Mother Jones’ David Corn notes that O’Reilly has referred to his time covering the conflict several times over the years. Whenever someone questions his own journalism resume, he brings it up. He wrote about it in his 2001 book, wrote that he “survived a combat situation” in a 2004 column and even mentioned it in 2013 during a segment on the Boston Marathon bombing.
In 2013, he claimed that he was on the ground, in the Falklands, where he rescued a photographer. However, as Mother Jones notes, his 2001 book, The No Spin Zone, doesn’t make any mentions of him physically covering combat while at CBS News during that war. Instead, he notes that he was - like other American journalists - staying in Buenos Aires, far from the islands that Argentina and Britain were fighting over.
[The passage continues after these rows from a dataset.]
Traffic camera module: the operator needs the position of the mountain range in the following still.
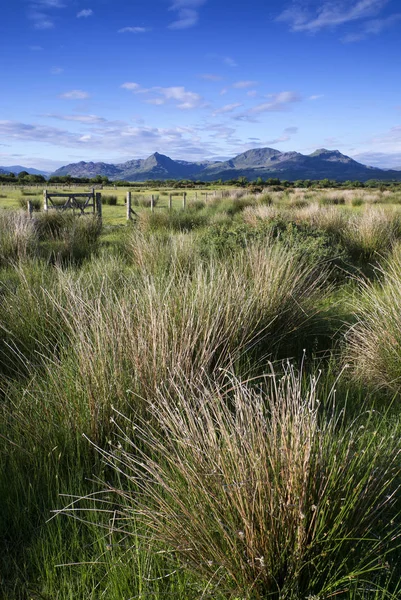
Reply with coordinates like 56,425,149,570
53,148,401,181
4,148,401,181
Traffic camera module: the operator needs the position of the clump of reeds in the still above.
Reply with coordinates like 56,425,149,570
0,209,38,265
345,241,401,392
102,194,118,206
86,367,401,600
342,207,401,260
13,237,329,446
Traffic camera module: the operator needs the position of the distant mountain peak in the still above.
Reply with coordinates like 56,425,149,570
49,147,401,181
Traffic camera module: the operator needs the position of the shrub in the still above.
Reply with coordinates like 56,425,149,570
89,368,401,600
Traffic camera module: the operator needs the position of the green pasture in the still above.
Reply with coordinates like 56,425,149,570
0,186,401,600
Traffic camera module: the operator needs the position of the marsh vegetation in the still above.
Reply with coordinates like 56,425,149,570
0,188,401,600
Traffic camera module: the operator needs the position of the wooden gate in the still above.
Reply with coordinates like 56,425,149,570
43,190,102,218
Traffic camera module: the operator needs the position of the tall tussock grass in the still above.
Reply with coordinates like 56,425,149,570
342,207,401,260
0,209,37,266
6,245,329,446
86,367,401,600
345,245,401,393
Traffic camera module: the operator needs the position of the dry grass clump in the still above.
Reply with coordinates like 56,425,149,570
345,246,401,392
89,368,401,600
242,204,282,227
342,207,401,260
18,238,329,439
292,203,349,238
0,209,38,265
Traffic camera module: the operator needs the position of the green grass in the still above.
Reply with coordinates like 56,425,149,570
0,187,401,600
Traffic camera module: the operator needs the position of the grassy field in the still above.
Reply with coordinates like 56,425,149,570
0,187,401,600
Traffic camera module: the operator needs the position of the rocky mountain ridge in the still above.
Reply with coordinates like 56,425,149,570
53,148,401,181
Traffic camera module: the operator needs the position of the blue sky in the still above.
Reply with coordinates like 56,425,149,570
0,0,401,171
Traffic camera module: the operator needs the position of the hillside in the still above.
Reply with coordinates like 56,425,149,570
53,148,401,181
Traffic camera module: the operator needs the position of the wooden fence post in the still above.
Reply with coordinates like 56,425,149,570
127,192,132,221
95,192,102,221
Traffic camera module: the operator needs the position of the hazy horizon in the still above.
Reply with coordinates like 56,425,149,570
0,0,401,171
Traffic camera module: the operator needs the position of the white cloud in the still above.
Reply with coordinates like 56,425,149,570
169,0,206,29
34,0,65,8
212,102,243,116
277,0,389,32
29,10,54,29
59,90,89,100
121,81,141,91
352,152,401,169
117,27,150,33
199,73,223,81
223,56,238,67
44,114,106,125
77,8,93,19
341,13,401,44
249,92,301,114
233,81,258,90
121,82,205,110
27,0,65,30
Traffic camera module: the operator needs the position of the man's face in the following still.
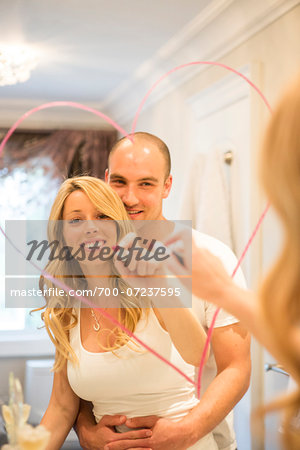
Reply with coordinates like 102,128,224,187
105,139,172,220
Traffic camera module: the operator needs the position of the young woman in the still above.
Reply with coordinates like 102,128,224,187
40,177,215,450
165,73,300,449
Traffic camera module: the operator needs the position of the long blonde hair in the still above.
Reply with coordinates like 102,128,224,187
260,73,300,449
39,176,148,371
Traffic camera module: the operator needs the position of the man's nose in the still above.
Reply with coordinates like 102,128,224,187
121,187,139,207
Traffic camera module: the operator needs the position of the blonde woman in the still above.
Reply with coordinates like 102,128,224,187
40,176,215,450
166,77,300,449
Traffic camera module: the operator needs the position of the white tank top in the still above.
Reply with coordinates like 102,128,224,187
68,308,217,450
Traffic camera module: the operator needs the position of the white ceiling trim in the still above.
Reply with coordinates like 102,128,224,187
103,0,299,125
0,0,299,132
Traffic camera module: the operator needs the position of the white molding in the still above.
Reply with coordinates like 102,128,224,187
0,0,299,131
186,64,251,120
103,0,299,124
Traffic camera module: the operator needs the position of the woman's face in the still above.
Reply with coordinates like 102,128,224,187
63,190,117,266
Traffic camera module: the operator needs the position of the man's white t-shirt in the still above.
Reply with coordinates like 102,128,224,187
192,230,246,450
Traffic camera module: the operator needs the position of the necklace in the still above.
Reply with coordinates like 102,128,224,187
91,308,101,331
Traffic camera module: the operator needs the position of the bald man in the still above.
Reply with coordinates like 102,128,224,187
76,133,251,450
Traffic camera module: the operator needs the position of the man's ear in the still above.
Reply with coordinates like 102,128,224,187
163,174,173,198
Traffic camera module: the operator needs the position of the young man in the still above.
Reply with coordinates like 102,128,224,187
76,133,251,450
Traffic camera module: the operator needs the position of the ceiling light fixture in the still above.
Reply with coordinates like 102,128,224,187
0,44,37,86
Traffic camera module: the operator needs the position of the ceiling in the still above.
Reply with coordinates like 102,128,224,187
0,0,210,103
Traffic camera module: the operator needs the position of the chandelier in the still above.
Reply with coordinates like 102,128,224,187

“Nobody got to the war zone during the Falklands war,” Susan Zirinsky, who managed CBS News’ coverage during the war, told Mother Jones. “You weren't allowed on by the Argentinians. No CBS person got there.”
CBS News’ Bob Schieffer also said that no one from CBS NEws got there. He said he got close, but, “It was impossible.” He said that NBC News’ Robin Lloyd was the only American correspondent who got there.
O’Reilly already responded to Corn’s report, telling The Washington Post that Corn is a “guttersnipe liar.”
O’Reilly added, “Is that clear enough? For years he’s been trying to get Fox News. I would never speak to the man about anything at any time. He’s a disgusting piece of garbage.”
O'Reilly also spoke with Fox News, calling the report "a lie." He added that he has never claimed he was physically on the Falkland Islands.
"Nobody was on the Falklands and I never said I was on the island, ever," O'Reilly said.
Fox News did not give Corn a comment for his original report.